Le démocrate Tim Kaine et le républicain Mike Pence, le 4 octobre à Farmville en Virginie, à l’occasion du débat entre les vice-présidents. | JONATHAN ERNST / REUTERS

Les républicains, troublés par le style et le manque de constance de leur candidat à l’élection présidentielle, Donald Trump, ont sans doute soufflé, au terme du débat qui opposait, mardi soir 4 octobre, à la Longwood University, en Virginie, le colistier du milliardaire, Mike Pence, à Tim Kaine, celui de son adversaire démocrate Hillary Clinton. Ils ont en effet retrouvé avec le premier le calme et la solidité doctrinale d’un conservateur on ne peut plus orthodoxe, prompt à dénoncer un Etat inefficace, à défendre une politique étrangère musculeuse et des valeurs morales qui commencent par l’opposition à l’avortement.

A cinq jours du deuxième débat prévu entre la candidate démocrate et son adversaire (dimanche 9 octobre), l’opposition entre leurs deux colistiers a été le parfait contraire de leur première confrontation. Chargé manifestement d’instruire le procès du milliardaire, le sénateur de Virginie Tim Kaine, réputé affable, a fait preuve, pratiquement tout au long du débat, d’une agressivité qui l’a desservi. Ses interruptions systématiques du gouverneur de l’Indiana, qui n’a cessé de lui opposer une impavidité tout aussi préparée, ont rappelé celles de M. Trump le 26 septembre, qui n’avaient pas peu contribué à sa mauvaise performance.

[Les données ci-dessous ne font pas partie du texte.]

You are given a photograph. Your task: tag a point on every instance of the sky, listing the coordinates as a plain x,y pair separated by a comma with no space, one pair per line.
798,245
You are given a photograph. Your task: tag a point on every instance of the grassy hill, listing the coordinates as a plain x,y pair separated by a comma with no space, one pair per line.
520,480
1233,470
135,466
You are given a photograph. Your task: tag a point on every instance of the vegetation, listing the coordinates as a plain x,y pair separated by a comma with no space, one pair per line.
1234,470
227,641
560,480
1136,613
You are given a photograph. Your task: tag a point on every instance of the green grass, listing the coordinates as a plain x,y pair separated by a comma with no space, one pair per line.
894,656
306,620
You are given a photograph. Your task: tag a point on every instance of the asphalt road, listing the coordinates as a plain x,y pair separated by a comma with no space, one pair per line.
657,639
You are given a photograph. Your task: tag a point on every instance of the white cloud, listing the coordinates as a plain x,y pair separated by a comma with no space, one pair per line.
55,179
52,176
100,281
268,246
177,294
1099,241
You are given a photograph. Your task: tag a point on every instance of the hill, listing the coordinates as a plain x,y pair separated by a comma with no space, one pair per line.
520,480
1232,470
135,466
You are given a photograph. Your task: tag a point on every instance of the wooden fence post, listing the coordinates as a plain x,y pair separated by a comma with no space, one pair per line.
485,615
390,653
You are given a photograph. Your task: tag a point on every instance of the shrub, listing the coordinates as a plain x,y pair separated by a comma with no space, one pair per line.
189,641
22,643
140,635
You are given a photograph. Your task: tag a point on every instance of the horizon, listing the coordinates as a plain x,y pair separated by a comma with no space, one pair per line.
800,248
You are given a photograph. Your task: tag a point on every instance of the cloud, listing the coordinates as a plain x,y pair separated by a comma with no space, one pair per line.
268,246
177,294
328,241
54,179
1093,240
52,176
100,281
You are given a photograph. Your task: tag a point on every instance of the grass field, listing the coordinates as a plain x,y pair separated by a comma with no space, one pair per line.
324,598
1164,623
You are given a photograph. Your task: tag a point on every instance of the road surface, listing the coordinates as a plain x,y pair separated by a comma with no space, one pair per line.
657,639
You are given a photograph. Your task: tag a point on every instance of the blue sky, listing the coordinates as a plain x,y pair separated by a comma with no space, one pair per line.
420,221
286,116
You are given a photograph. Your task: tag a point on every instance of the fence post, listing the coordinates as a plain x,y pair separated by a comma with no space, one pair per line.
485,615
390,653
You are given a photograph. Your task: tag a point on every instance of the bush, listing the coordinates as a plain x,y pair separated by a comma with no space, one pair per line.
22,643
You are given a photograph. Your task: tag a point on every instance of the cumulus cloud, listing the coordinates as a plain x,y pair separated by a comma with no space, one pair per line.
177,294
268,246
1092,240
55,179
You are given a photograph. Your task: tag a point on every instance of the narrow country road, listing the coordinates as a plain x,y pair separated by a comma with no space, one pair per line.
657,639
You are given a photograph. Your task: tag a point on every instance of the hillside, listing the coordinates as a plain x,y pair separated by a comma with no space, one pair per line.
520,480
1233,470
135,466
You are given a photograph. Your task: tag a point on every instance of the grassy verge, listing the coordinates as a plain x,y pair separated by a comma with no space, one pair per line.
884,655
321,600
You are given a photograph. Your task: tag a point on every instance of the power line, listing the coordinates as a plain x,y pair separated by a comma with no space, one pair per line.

M. Kaine avait pour stratégie de sommer M. Pence, tout au long des quatre-vingt-dix minutes du débat, de défendre les propos les plus controversés de M. Trump, qu’il s’agisse de ses déclarations outrancières sur les immigrants mexicains ou les femmes, de son refus de publier ses déclarations de revenus, de son indifférence vis-à-vis de la prolifération nucléaire, ou de son jugement porté sur Vladimir Poutine. « Il a son Mont Rushmore personnel, avec Vladimir Poutine, Kim Jong-un, Mouammar Kadhafi et Saddam Hussein », a raillé M. Kaine, accusant ses adversaires de confondre leadership et dictature.

Positions fluctuantes

Mais M. Pence s’est gardé de se laisser prendre au piège. Mieux que le magnat de l’immobilier, il a su répliquer en contre-attaquant sur le bilan de l’administration démocrate, après deux mandats consécutifs. « Vous pouvez tourner les chiffres comme vous voulez, les gens souffrent », a-t-il assuré, avant de se présenter comme un candidat du changement, alors que « Hillary Clinton et Tim Kaine veulent que les choses restent les mêmes ». Contrairement à M. Trump, il a exploité avec plus d’efficacité les faiblesses de Mme Clinton, qu’il s’agisse de l’utilisation d’un serveur privé pendant ses années passées à la tête du département d’Etat, ou bien des liens entretenus à la même période avec la fondation créée par son mari, l’ancien président Bill Clinton.

A de nombreuses reprises, cependant, le gouverneur de l’Indiana a baissé la garde en évitant, face à l’insistance de M. Kaine, de défendre certaines positions tenues par M. Trump, sur la prolifération nucléaire ou bien sur le sort des millions de sans-papiers sans casier judiciaire – que M. Trump a menacés d’expulsion. Plus curieusement, il s’est même démarqué des positions certes souvent fluctuantes du milliardaire, notamment sur la politique étrangère, en revenant à un interventionnisme plus conforme avec la tradition républicaine. Notamment vis-à-vis de la Russie, alors que M. Trump laisse entendre que les Etats-Unis auraient tout intérêt à trouver un terrain d’entendre avec ses dirigeants. Au risque de faire apparaître que le ticket républicain, sur le style comme sur le fond, campe inconfortablement sur deux lignes pas tout à fait identiques.